CRH makes about 60% of its profits in the US and is the third largest producer of construction aggregrates there. Its shares hit a nine-year high on the back of the election, but analysts and management have played down the significance.
In its latest trading update, CRH yesterday said that overall sales were up by 22% year-on-year, to €20.4bn, in the first nine months of 2016 — adding that annual earnings should rise by around 35% and net debt should be under €6bn by year’s end and less than twice earnings.
However, while still ahead, US sales growth slowed to 1% in the third quarter having been in double-digit percentage territory in the first half.
Management told analysts that it was well-placed to make further acquisitions with an available warchest of between €1.5bn and €2bn to play with.
And it had a healthy pipeline of deal opportunities, but played down the US election result in favour of giving the thumbs up to 22 US states approving additional infrastructure funding.

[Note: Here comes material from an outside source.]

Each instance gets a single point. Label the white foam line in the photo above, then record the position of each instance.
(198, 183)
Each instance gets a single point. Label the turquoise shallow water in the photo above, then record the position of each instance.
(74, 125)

“It remains to be seen whether the legitimacy of Trump’s promises will result in a significant increase in infrastructure spending in the US. Thus, we remain cautious on CRH given the 14% share price increase it has had since the US election and the relatively high- valuation multiples that the company trades on,” said Dylan Simmonds, equity analyst with Merrion Stockbrokers.
However, he said “There has been a notable normalisation in demand in the US after a very strong first half of the year, but the structural growth story remains intact and has only been enhanced by the US election result.” CRH shares were up 1.75% in Dublin yesterday.